В завершении рассказа о первых днях боев вдоль автострады Минск — Москва несколько слов о судьбе Борисовского танкового училища, которое приняло на себя первый удар противника. В ночь с 7 на 8 июля оно пешим порядком отошло по маршруту Соколовичи — Круглое, где было погружено на машины и к вечеру 9 июля переброшено в Оршу. 11 июля Борисовское танковое училище погрузили в эшелон и отправили в Саратов, где оно было преобразовано в 3-е Саратовское танковое училище. Что касается корпусного комиссара И. Сусайкова, то он закончил войну генерал-полковником танковых войск, занимая должности члена военного совета Брянского, Воронежского, Степного и 2-го Украинского фронтов.
Кстати, в некоторых публикациях в вину Сусайкову ставят то, что он не приказал подорвать железобетонный мост через Березину.
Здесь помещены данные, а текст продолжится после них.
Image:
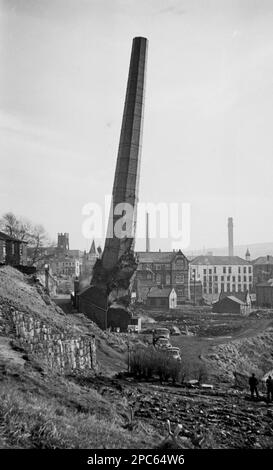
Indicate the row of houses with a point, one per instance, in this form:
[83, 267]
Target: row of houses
[12, 251]
[170, 279]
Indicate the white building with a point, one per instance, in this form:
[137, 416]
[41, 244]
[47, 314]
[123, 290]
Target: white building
[228, 274]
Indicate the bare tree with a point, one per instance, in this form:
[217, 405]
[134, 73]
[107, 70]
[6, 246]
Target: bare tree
[38, 240]
[23, 229]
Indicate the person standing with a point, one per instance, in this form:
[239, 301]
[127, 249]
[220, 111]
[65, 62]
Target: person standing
[253, 385]
[269, 388]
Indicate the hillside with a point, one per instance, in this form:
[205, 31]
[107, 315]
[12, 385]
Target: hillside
[55, 392]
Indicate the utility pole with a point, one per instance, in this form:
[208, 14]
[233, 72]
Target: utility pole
[129, 358]
[194, 278]
[47, 278]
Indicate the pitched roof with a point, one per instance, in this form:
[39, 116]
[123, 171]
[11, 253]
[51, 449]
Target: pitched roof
[92, 250]
[263, 260]
[230, 297]
[4, 236]
[158, 256]
[235, 299]
[268, 283]
[219, 260]
[157, 292]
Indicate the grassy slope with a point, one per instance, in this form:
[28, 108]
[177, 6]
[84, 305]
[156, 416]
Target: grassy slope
[38, 409]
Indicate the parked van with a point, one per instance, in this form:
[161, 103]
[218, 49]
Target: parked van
[161, 333]
[174, 353]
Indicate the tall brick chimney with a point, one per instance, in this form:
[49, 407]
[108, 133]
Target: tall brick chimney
[147, 233]
[230, 237]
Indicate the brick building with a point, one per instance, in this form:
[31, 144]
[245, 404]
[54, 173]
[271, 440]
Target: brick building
[264, 294]
[12, 251]
[167, 270]
[262, 269]
[229, 274]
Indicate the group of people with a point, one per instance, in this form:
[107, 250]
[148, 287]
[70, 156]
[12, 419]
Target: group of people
[253, 385]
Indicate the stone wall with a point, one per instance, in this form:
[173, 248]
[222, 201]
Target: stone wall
[62, 351]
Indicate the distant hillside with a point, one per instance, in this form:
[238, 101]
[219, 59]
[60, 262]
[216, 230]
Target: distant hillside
[256, 250]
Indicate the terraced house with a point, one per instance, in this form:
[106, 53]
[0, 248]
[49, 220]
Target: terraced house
[228, 274]
[165, 269]
[12, 251]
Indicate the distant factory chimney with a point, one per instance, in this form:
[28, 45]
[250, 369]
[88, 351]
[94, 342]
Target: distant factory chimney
[247, 255]
[147, 233]
[230, 237]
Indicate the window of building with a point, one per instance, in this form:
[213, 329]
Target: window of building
[179, 278]
[180, 292]
[180, 262]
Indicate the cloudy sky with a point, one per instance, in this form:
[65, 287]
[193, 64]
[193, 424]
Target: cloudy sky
[207, 138]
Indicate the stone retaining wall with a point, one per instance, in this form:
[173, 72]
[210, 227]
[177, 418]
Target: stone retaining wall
[63, 351]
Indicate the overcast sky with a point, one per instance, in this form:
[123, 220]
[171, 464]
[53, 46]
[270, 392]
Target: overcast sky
[207, 136]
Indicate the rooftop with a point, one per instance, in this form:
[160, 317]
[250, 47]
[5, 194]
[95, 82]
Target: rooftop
[4, 236]
[158, 292]
[263, 260]
[219, 260]
[158, 256]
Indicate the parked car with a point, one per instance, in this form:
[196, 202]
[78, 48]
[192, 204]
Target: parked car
[174, 330]
[174, 353]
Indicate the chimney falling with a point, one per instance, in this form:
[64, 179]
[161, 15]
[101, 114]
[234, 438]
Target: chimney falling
[230, 237]
[147, 233]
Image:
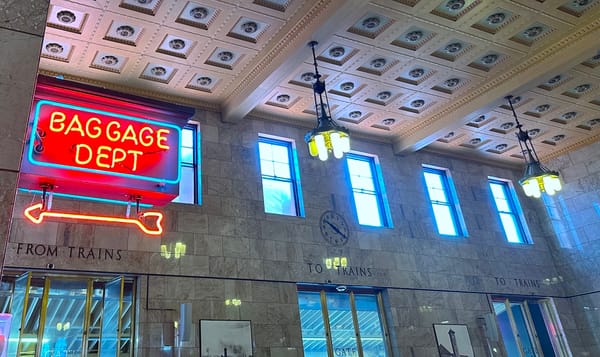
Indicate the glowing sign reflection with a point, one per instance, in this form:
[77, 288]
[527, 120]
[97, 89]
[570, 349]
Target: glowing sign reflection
[89, 140]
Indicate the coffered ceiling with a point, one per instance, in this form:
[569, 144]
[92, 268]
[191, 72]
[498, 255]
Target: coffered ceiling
[416, 73]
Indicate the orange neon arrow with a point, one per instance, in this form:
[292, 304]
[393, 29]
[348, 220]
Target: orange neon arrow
[36, 215]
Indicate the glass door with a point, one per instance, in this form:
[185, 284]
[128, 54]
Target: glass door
[530, 328]
[338, 324]
[64, 324]
[64, 316]
[111, 318]
[18, 308]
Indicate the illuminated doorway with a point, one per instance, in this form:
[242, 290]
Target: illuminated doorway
[343, 324]
[530, 328]
[63, 316]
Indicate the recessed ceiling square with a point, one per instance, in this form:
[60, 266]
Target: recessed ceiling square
[452, 50]
[531, 34]
[197, 15]
[66, 19]
[248, 29]
[454, 9]
[108, 61]
[495, 20]
[337, 54]
[122, 32]
[144, 6]
[202, 82]
[371, 25]
[158, 72]
[223, 58]
[176, 46]
[56, 50]
[413, 38]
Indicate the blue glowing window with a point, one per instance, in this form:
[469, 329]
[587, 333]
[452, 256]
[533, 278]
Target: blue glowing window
[509, 211]
[354, 322]
[444, 203]
[189, 184]
[280, 180]
[368, 190]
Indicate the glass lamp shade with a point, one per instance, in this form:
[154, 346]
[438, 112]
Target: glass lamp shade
[321, 143]
[540, 180]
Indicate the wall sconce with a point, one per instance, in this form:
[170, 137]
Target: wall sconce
[328, 136]
[335, 262]
[537, 178]
[176, 251]
[233, 302]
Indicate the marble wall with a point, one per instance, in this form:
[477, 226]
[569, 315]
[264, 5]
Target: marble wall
[22, 26]
[575, 215]
[235, 250]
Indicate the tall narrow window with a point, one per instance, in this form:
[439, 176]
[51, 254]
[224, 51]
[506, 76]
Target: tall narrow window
[280, 179]
[368, 190]
[190, 183]
[342, 324]
[509, 211]
[442, 196]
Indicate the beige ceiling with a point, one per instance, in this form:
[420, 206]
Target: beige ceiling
[414, 73]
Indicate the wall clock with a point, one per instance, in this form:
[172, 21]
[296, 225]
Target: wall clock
[334, 228]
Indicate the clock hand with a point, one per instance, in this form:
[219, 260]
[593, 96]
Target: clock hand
[335, 228]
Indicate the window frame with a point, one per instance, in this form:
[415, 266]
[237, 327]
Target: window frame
[515, 210]
[452, 200]
[290, 145]
[325, 291]
[378, 184]
[194, 127]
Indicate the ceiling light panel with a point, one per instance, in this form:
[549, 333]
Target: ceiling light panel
[66, 19]
[56, 49]
[125, 32]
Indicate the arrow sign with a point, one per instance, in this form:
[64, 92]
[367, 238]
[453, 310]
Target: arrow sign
[36, 215]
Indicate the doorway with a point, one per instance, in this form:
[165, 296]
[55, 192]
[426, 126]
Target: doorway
[530, 328]
[66, 316]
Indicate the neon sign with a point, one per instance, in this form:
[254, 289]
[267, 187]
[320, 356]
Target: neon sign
[148, 222]
[66, 136]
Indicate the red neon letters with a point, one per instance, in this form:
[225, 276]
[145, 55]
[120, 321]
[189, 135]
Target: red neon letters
[96, 141]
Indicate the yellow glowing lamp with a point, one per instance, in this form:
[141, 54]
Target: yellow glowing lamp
[328, 137]
[537, 178]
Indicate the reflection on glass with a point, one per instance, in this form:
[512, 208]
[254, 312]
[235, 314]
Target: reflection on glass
[18, 305]
[111, 318]
[63, 327]
[371, 332]
[507, 211]
[523, 330]
[343, 336]
[278, 178]
[313, 328]
[437, 184]
[367, 200]
[342, 326]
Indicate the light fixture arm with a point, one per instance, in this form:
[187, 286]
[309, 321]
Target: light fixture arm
[536, 178]
[328, 136]
[525, 142]
[321, 104]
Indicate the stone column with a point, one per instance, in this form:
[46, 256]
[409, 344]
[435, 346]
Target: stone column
[22, 24]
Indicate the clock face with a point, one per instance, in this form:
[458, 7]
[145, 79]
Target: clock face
[334, 228]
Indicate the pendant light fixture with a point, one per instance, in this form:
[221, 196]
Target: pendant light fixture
[537, 178]
[328, 136]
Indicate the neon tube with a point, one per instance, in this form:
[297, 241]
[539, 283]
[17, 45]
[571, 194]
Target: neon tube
[36, 215]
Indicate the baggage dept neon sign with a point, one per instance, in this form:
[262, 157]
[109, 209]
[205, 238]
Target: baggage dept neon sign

Действительно, его уничтожение могло бы на какое-то время задержать продвижение немецких войск. Кстати, в распоряжении штаба Западного фронта от 4 июля 1941 года захват этого моста назывался «преступной халатностью», а также предписывалось расследовать обстоятельства его сдачи. Однако никакого наказания для Сусайкова (а он, как начальник гарнизона Борисова, был в первую очередь ответственен за уничтожение моста) не последовало. Автору не удалось найти никаких документов, в которых бы разбирались обстоятельства сдачи моста противнику, но он хотел бы высказать свою версию событий. Не исключено, что взрывать мост Борисовскому гарнизону было просто нечем!
В пользу этого говорит фраза из боевого донесения № 1 начальника гарнизона Борисова Сусайкова, направленного командующему Западным фронтом генералу Павлову в 17.30 29 июня 1941 года:
«…Нет взрывчатого вещества для подготовки подрыва мостов, которое прошу срочно мне направить (3600 кг)».
Учитывая, что донесение ушло в штаб вечером 29 июня, не исключен вариант того, что взрывчатку могли и не успеть доставить к началу боев за мост. Ведь Павлов должен был отдать распоряжение о выделении ВВ начальнику инженерной службы фронта, тот — нижестоящим инстанциям, т. е. на склад и т. п. Одним словом, для доставки взрывчатки в Борисов требовалось время, а его могло и не оказаться.